Marcia McNutt. Credit: AAAS

Marcia McNutt, a marine geophysicist who served as president of the American Geophysical Union (AGU) from 2000 to 2002, has been nominated by the Council of the U.S. National Academy of Sciences (NAS) to succeed Ralph Cicerone as its next president, the academy announced on 6 July.

She is expected to be the sole nominee for president and, if her nomination is ratified, would be the first woman president of NAS since its founding in 1863, according to NAS spokesperson William Kearney.

McNutt told Eos that as NAS president, she would make climate change a top priority. Her goal “would be to spur serious action on mitigation and adaptation, showing U.S. leadership in technology choices and policy solutions that can be widely adopted,” she said.

She also pledged to keep NAS “the place where the nation can turn to for an unbiased answer to a scientific question. I strongly believe that science should not dictate to society what to do, but can only describe the likely results of various choices, allowing clearer decisions to be made.”

Long History of Leadership and Academic Service

McNutt has served as editor in chief of the Science family of journals since May 2013. From 2009 to 2013 she was director of the U.S. Geological Survey. Previous positions include president and chief executive officer of the Monterey Bay Aquarium Research Institute and professor of geophysics at Stanford University.

In 2005, McNutt was elected to the National Academy of Sciences. Since 1984, she has served on more than 30 committees and boards of the National Academies of Sciences, Engineering, and Medicine. She is a fellow of AGU, the Geological Society of America, the American Association for the Advancement of Science, and the International Association of Geodesy.

McNutt also received AGU’s Macelwane Medal in 1988, for research accomplishments by a young scientist, and AGU’s Maurice Ewing Medal in 2007 for her significant contributions to deep-sea exploration.

In an interview with Eos, current NAS president Ralph Cicerone praised McNutt’s leadership skills and experience. He named a host of issues he could see her tackling in the new post, from transparency of data and better funding for federal science agencies to sustainability, cybersecurity, national goals for space exploration, and more.

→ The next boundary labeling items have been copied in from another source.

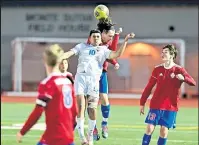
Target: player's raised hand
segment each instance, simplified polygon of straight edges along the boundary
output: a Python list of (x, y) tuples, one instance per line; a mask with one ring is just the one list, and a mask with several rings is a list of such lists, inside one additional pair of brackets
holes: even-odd
[(179, 79), (180, 81), (184, 81), (184, 76), (181, 74), (177, 74), (176, 78)]
[(122, 28), (119, 28), (119, 30), (116, 32), (116, 34), (122, 33)]
[(135, 37), (135, 34), (134, 33), (130, 33), (130, 34), (127, 34), (126, 37), (125, 37), (125, 41), (128, 41), (129, 38), (134, 38)]
[(18, 132), (16, 137), (17, 137), (17, 142), (21, 143), (23, 135), (20, 132)]
[(119, 68), (120, 68), (119, 63), (116, 63), (115, 66), (114, 66), (114, 69), (119, 69)]
[(140, 115), (144, 115), (144, 106), (140, 106)]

It is symbolically important that McNutt would be NAS’s first woman president, he added. But at first, “It didn’t hit me in the face that hard because I’ve just regarded Marcia as a colleague—and so many other women like Marcia as colleagues,” Cicerone explained.

Cicerone said he will step down after 11 years as NAS president before the end of his second 6-year term to pursue other interests, including conducting more research.

Unforeseen Consequences of Missing Committee Meetings

Reflecting on receiving the nomination, McNutt told Eos that she had originally been a member of the nominating committee for the next NAS president. “I had to miss the first meeting because I had a conflict. After the first meeting, the chair asked if I would be willing to step off the committee to become a candidate instead.”

Being chosen seemed like a long shot to her, but she welcomed the turnabout. “I was honored simply to have my name discussed in the same association with so many distinguished scientific leaders,” she said.

McNutt’s nomination will be presented to the full NAS membership for ratification from 15 December 2015 to 31 January 2016. Cicerone will step down as NAS president on 30 June 2016, after which, if ratified, McNutt would succeed him.

—Randy Showstack, Staff Writer

Citation: Showstack, R. (2015), McNutt nominated as president of National Academy of Sciences, Eos, 96, doi:10.1029/2015EO032489. Published on 7 July 2015.